If I were philosophical about the result, I would say, “And that’s how the cookie crumbles.” But I cannot be when I am mad as hell and wanting to do something about it. When the first batch ended up like toasted panko crumbs, I decided to try, try, and try again, but sadly to no avail. Each time I ended up with a buttery, tasty mound of crumbled “cookies.” Small wonder, I guess, that the recipe includes the word “mad” as that is exactly the emotion I felt each time I removed the baking sheet from the oven.
I am resilient, if not inordinately stubborn, so I piled the crumbled cookies in a bowl, added a dollop of the peach compote that is part of the recipe, and presented it to Sous Chef as his dessert. His look of astonishment was priceless, as they say. But being a good sport, he spooned in a mouthful, took a slug of wine to offset the tannic effect of the cookie crumbles, pronounced the peach compote delicious, and tossed the rest of the dessert into the dumpster.
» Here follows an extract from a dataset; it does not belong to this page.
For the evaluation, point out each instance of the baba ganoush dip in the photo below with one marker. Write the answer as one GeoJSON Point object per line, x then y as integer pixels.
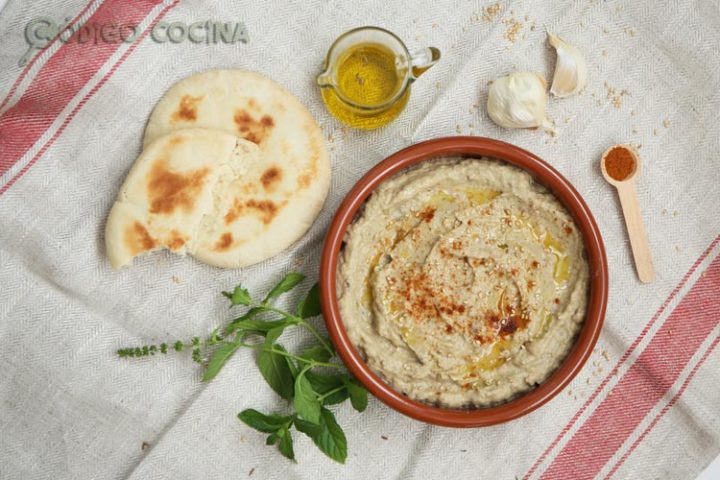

One of the many great things about the Café Boulud Cookbook is the wine suggestion for each recipe. When someone said “Man cannot live on crumbs alone,” he or she must have been thinking of my dilemma. Like W.C. Fields, “I cook with wine; sometimes I even add it to the food.” So I uncorked a bottle of 2013 Château de la Roulerie Chaume Les Aunis from the Loire Valley and drowned my sorrows in this most delightful, well-balanced, light, not overly sweet dessert wine ($34.99 at Total Wine). After a few sips, all was well with the world and I was scheming about the many ways I could use the peach compote.
Let’s hope my next assignment for Weekend in a French Kitchen is a little more successful!